Web access (like gitlab/github) of files
ssh key access very useful for scripting
An industry accepted,secure, integrateable authentication and authorization mechanisms, distributed, flexible, well documented, robust, integrated webevent hookable, version control system with commandline and gui inexpensive client tools that perform well on multiple platforms has long supported releases and is easy to maintain because it is industry standard tool. In addition, standard APIs for user roles config plus web interface would be a plus. Ability to tie in and cross reference bug tracking and wiki documentation a plus. Lots of integration with other systems eg continuous build systems, code review, autograder, presentation systems, and integrated development environments such as Android studio ... Would be a strong plus
Some assignments can be and should be more than one student and a bunch of files; we want multistudent projects and be able to craft real development experiences.
**For student work:**
* For longitudinal education research/cheating detection we desire student repos data to be kept for 5-10 years.
* We desire meta data (e.g. web logs) to persist for 5-10 years.
* The switchover from active to readonly can occur at the start of the semester However these can be read-only compressed artifacts.
* Some repos should be active for more than one semester.
It would be very useful to pre-create repos based on a (engr) roster list (DMI+unofficial) + course staff list with appropriate permissions. It should be possible to tweak existing subversion scripts to achieve this.
The roster script should be able to deal with late adds / drop-readds.
For short-term, we can get the roster info from EWS's subversion (list of student netids, list of staff netids; so some sort of way to automatically script git creation/git access is sufficient.
Minimum use is just as a git repo. More advanced use is to use it 'in full force' as a 'real' project development suite (i.e. bugs)
Be able to use it for student team projects
Creating student teams can be self-signup / adhoc.
### Peer examples and resources
*[Stanford system programming course](http://dl.acm.org/ft_gateway.cfm?id=2728665&ftid=1550333&dwn=1&CFID=713083886&CFTOKEN=14312600)
*[Autograder and code review](http://help.vocareum.com/article/8-using-git)
### Known concerns
The git repo commit meta data (user + commit times) can be faked/altered by the user;
My belief is that Web hooks and the server meta (should) mitigate this concern.
(i.e.
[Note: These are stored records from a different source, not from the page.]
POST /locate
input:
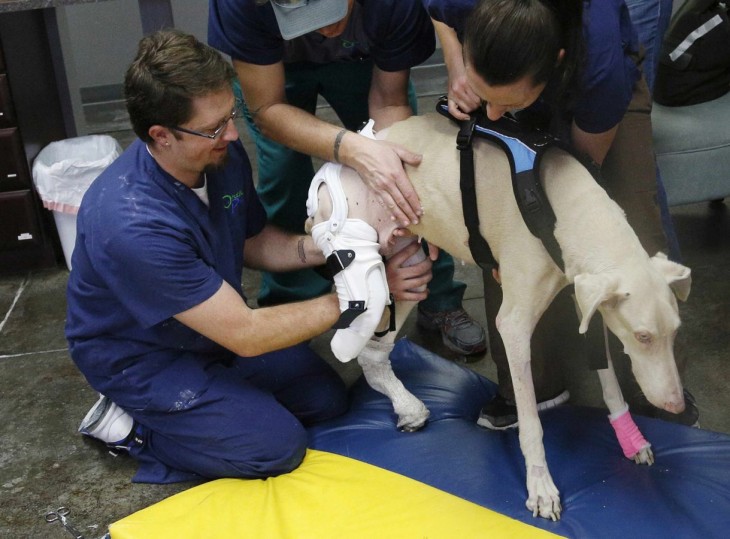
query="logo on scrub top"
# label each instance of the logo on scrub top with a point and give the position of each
(231, 202)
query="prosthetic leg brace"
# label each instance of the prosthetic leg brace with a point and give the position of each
(353, 254)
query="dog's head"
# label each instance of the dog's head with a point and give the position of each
(640, 308)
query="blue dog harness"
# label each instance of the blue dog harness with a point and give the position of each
(524, 148)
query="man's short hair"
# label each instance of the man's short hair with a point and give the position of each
(171, 68)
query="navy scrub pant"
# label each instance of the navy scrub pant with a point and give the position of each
(284, 177)
(246, 419)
We set up a repo to automatically callback the grading server when a student commits code and use that as the commit time not the reported time inside the repo).
1. GitHub allows commits masquerading as another user - a github 'feature' discussed here https://news.ycombinator.com/item?id=10005577
2. For grading purposes it would also be useful to be able to use "true" commit times not student-specified faked times that happened at another University (see bold below):
Similarly, nothing stops you altering the time claimed in the commit. Or -- for that matter -- from taking someone's diff and claiming credit for it.
For that reason, I jokingly created `git-upstage`, which streamlines the process of abusing commit edits and plagiarizing code! It squashes a branch, backdates it 5 minutes, and claims you wrote it.
https://github.com/SilasX/git-upstage
Edit: Looks like my last commit left the important stuff commented out and can't fix it at the moment. Ah well, you're going to use the tool to rip it off anyway ;-)
reply
ultramancool 26 minutes ago
I love this. Had a project in college that was supposed to be time limited... based on repository times. Oops. Big mistake prof. We rolled back the times on our repo and laughed maniacally about our free 6 hour extension.
- from https://news.ycombinator.com/item?id=10005577
## Classwork
Automate homework/exam hand-in
Teach git and GitHub as industry standard tools.
Ideally it could be hooked into the department's roster list.
Some courses may want per assignment per student repos. Others may want per student repos. Perhaps the creation/setup script can be pushed out to individual courses?
We have autograding setup as VMs at this point. It wouldn't be hard to listen for a http get request from a repo server so that the autograder knows it has new work to do. Maybe there can be some overlap with the same message format being designed by Matt Wests PrairieLearn (contact waf@illinois.edu)
### Existing Problem
The current gitlab-beta.engr is not bad as a git repo + bugtracker. My biggest limitation with it, is that it doesnt know about netids until after someone has logged in. Apparently we could pay for the enterprise version which as better ldap/AD integration but I wonder whether we could modify it too/find a work around (e.g. automate fake logins over the entire ldap directory). I have not tried any commit hooks with it yet (we're only using it for internal course development). Other courses (Cinda's) however are using it in a student-facing manner.
### Critical Case
The way I would use git for MPs is:
* A public git that holds code examples (and students may fork it to play with it)
* A per student per assignment repo (created using our own scripts- we would precreate with unique per-student content; preassign access rights to a student+coursestaff and preset server-side web hooks so that grading can potentially happen automatically whenever it is updated)
### Critical Case
Team-based work is a different story.
I believe Cinda uses a central repo and students copy branches to their own forked version.
## Data Storage
Store for 5-10 years
Would like to use for FERPA material (e.g., grades, class rosters)
Existing FERPA concern discussed offline with Engineering IT (@mussulma)
## Security
Can't trust client metadata stored in the repo because we get all that back from an untrustworthy client.
Instead my (probably incorrectly/incomplete) thoughts are -
1. You can fire off say, commit hooks (e.g perform http get request on an external autograder to start the pull of the latest code)
* And we can trust these times and urls of the commit hook because they are forcibly generated at the time of a real action by a student.
* This is how everyone else does it. (e.g. autobuild/autotest environments)
2. It may be useful to have an external event log (that is hit by a http get from a commit hook) so that we can audit/prove when things were committed (and possibly by who)
[FYI I'm currently looking at getting EventHub set up for the University]
https://github.com/Codecademy/EventHub
- Maybe that would be sufficient as an external event store.
*Note:* I am a git/github automation amateur - treat the above as interesting but unverified.
### Identity spoofing
GitLab has the same issue with user impersonation as GitHub (http://feedback.gitlab.com/forums/176466-general/suggestions/4006354-check-pgp-signed-commits). I think I see where you're going with webhook-based protections, but I want to talk it through to be sure.
With regard to identity spoofing, are you planning to have the students sign their commits? If so, will you need to run a key check as part of the grading process?
Personally I hadn't thought about that but it is an interesting idea that CS might explore. I was assuming that the repo server access would be limited by standard user-based authentication mechanism (ssh pub-private key pair or ldap authentication+authorization); outside of the server we cant stop students from copy-pasting code, so signage would only have limited utility to prevent cheating. Code signage sounds like a 2nd semester "2.0" feature...